According to the Q1 2026 update of its databook on Africa’s gift card business and investment opportunities, the sector is expected to grow 11.6 per cent year-on-year to reach $5.6 billion in 2026, following a strong 12.5 per cent compound annual growth recorded between 2021 and 2025. Analysts forecast a further 10.9 per cent CAGR from 2026 through 2030, signalling sustained expansion.
The report notes that competition over the next few years will centre on distribution dominance, with fintech marketplaces expanding cross-border catalogues, payment networks embedding vouchers into everyday transactions, and retailers strengthening loyalty ecosystems to retain stored value within their platforms.
Africa’s market remains fragmented by country, operating at the intersection of retail gift cards, digital vouchers and fintech-driven prepaid systems. Competitive intensity is strongest where modern retail chains have scaled omnichannel operations and digital financial platforms already distribute value products through apps and merchant networks.
Among leading players, Flutterwave runs a dedicated marketplace offering third-party gift cards and voucher codes, competing primarily on speed of delivery and catalogue depth. In North Africa, Fawry integrates e-vouchers and partner offers into its payments ecosystem, leveraging its wide merchant acceptance network.
Retail incumbents in South Africa — including Pick n Pay, Shoprite Group and Checkers — are shaping closed-loop competition through loyalty-linked products that influence where customers earn and spend stored value.
Recent deal activity has occurred largely in adjacent retail and payment infrastructure rather than among pure-play gift card firms. For instance, Pepkor’s acquisition of Retailability brands expanded store networks that could later support voucher distribution. In Egypt, Fawry’s partnerships with Orange Egypt and FORSA have strengthened its ecosystem scale and bundling capacity.
In Kenya, digital vouchers are increasingly delivered through mobile-money wallets such as M-Pesa and accepted via payment rails linked to Safaricom infrastructure. Analysts say this trend reflects how mobile money has become the default transaction layer for daily spending, making gift cards a natural extension of existing payment habits.
Meanwhile, in Nigeria, demand for international brand gift cards is rising as consumers use them to bypass limits on cross-border payments for streaming, gaming and global e-commerce. Platforms such as Paystack and Flutterwave facilitate distribution of prepaid value as part of broader merchant payment solutions.
Corporate adoption is also accelerating.

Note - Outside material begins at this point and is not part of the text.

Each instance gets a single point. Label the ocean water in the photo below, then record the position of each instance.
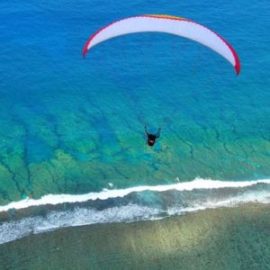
(75, 126)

Companies increasingly deploy reloadable or multi-merchant gift cards for staff rewards, incentives and disbursements, replacing cash-based bonuses because they offer greater auditability and reduce leakage risks. Industry observers expect business-to-business and hybrid B2B2C use cases to outpace consumer gifting growth in coming years.
The study concludes that digital-first issuance will dominate new gift card supply, with physical cards gradually declining in strategic importance and surviving mainly in malls and supermarkets. Super-apps and online marketplaces are likely to treat gift cards less as traditional presents and more as balance-management tools designed to lock users into their ecosystems.
With Africa’s payments landscape estimated at roughly $17.7 billion and still expanding, analysts say the convergence of fintech innovation, retail distribution power and mobile-money adoption is set to redefine the role of stored-value instruments across the continent’s commerce ecosystem.